This article is in continuation to the “Democratization of Container Technologies” piece, in which I discussed Docker’s meteoric rise to fame.
In this article I’ll focus on the pain points & challenges that organizations face while trying to implement container based solutions and in the next article I’ll elucidate the best practices that should be followed for adopting containers with minimum friction and future readiness in mind. These insights are based on my experiences & learnings while working with multiple docker / kubernetes implementations. I am also an active part of the vibrant docker community, which has always stood up & been there to help as and when needed.
In order to better understand the challenges I have segregated these into 7 buckets. These buckets are not mutually exclusive and can be dependent or closely related to one another.
Skilled Resources:
One of the major challenges that organizations face is their ability to attract & retain the right talent. With the technology being only 5 years old & going through an unprecedented rate of adoption the demand outstrips supply by multiple folds. While developers would need to upskill themselves to build containerized apps, the real challenge lies in managing the operations. The skill sets needed to operate container based platforms are very different than what traditional operations professional possess. Very goods scripting & good coding skills are needed to effectively manage operations, plus a good idea of the application architecture, data flow and application logging is also a must. The complexity involved is very high as the applications are being packaged along with the dependencies and an operating system in a light weight container. Plus this container is running on an orchestrated engine which is designed to ensure that the containers adhere to the pre-defined rules set for them.
To cite an example, we had planned a full day recruitment drive for hiring engineers with hands-on kubernetes / docker skills and good understanding of the surrounding eco-system experience. Although we got a lots of well written resumes; but at the end of the day we were unable to find even a single technologist who understood the technology in-depth.
Fast evolving Technology eco-system:
The Docker ecosystem is evolving at an extremely fast pace. Being an open-source technology with immense potential has led to a deluge of third party tools & services. Tools to help developers write docker images; tools to deploy, configure and manage containerized workflows; tools to bring automation across various stages of the containerized app’s lifecycle; are emerging by the dozen every week. While this might sound like a great thing to happen in an emerging platforms journey, it makes it an extremely arduous task to shortlist the right set of technologies / tools to be used for different types of applications. Additional complexity is thrown into the mix when devising an upgrade strategy for these tools.
It also throws up the challenge of acquiring & retaining skilled resources with the knowhow of multiple upcoming technologies, as we discussed in point 1.

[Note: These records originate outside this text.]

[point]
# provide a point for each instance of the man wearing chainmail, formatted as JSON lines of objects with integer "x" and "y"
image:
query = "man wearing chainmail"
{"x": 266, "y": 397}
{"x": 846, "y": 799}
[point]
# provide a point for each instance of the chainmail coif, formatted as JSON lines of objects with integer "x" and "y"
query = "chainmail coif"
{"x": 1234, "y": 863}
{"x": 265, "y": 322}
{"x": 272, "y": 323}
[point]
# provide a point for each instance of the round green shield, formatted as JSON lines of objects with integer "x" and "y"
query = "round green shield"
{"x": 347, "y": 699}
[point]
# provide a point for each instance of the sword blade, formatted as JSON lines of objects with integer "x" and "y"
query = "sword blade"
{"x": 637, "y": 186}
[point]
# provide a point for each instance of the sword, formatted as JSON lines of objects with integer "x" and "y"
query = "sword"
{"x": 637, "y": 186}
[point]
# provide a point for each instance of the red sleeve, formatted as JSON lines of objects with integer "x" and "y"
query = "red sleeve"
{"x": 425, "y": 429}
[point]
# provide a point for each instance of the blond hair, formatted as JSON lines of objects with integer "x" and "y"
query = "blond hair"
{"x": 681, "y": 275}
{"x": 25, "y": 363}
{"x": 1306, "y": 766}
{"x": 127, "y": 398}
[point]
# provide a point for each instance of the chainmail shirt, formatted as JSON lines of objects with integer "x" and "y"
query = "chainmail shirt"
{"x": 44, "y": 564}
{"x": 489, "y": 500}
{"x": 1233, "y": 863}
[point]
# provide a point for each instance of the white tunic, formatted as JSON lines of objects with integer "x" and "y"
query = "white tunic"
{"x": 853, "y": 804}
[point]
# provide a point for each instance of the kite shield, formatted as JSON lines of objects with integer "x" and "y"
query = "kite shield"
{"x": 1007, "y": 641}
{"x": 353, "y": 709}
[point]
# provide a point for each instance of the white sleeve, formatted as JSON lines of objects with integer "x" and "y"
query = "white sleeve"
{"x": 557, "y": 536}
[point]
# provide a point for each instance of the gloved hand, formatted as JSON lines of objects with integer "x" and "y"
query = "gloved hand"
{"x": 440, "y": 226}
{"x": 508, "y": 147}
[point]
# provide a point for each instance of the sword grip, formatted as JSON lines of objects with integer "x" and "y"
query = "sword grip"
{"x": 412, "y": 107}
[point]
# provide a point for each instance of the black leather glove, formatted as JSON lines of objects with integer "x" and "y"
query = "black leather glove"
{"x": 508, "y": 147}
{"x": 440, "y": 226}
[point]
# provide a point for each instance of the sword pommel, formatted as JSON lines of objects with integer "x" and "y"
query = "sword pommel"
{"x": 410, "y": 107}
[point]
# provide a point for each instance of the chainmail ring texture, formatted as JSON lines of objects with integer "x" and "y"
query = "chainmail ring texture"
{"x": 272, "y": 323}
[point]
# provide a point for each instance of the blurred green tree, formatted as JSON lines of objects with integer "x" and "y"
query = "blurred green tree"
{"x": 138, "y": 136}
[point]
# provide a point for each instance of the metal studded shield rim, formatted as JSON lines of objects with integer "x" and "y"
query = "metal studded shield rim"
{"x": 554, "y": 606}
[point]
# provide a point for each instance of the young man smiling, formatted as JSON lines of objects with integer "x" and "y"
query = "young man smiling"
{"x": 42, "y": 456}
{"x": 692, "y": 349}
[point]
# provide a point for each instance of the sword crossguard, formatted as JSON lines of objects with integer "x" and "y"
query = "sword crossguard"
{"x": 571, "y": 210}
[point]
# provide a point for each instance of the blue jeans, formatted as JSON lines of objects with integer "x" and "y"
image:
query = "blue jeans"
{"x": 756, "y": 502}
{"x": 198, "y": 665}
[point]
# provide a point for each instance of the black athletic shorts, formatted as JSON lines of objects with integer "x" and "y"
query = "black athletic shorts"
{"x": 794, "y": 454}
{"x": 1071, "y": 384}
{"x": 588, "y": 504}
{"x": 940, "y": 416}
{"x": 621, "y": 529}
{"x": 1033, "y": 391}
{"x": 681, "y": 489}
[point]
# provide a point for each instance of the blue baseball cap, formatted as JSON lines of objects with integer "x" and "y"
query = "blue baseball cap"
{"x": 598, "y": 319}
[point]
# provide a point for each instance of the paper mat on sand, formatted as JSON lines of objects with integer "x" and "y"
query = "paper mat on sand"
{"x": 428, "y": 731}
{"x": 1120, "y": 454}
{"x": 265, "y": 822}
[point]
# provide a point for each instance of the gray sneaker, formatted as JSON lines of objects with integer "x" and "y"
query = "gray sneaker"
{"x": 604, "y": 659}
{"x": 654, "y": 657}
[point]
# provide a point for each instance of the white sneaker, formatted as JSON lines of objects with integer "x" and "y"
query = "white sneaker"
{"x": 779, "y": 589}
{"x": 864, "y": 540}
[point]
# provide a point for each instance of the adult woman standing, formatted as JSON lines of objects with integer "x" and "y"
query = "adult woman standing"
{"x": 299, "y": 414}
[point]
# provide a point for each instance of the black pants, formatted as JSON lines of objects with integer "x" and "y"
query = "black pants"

In one of my previous assignments, where we were containerizing an added value services application for a large telecom provider, we had a requirement for whitelisting some predefined IP’s from which the billing requests needed to originate for the transactions to be considered legal. The decision to go with ahead with a cloud hosted managed container platform was already taken, but what we realized that most cloud platforms at that point in time were not able to provide that functionality. We had to work with the cloud provider and come up with an innovative solution to get the setup working, this involved bringing in a new tool.
Organizational Inertia:
Implementing containers efficiently is a big shift from the traditional ways of working that organizations are used to; it touches all the aspects of an applications lifecycle across dev & ops. It requires rapid pace of innovation as well as empowering the developers & substantially reskilling the ops teams. DevOps principles have to be followed & automation in CI & CD has to be built to succeed in a containerized environment.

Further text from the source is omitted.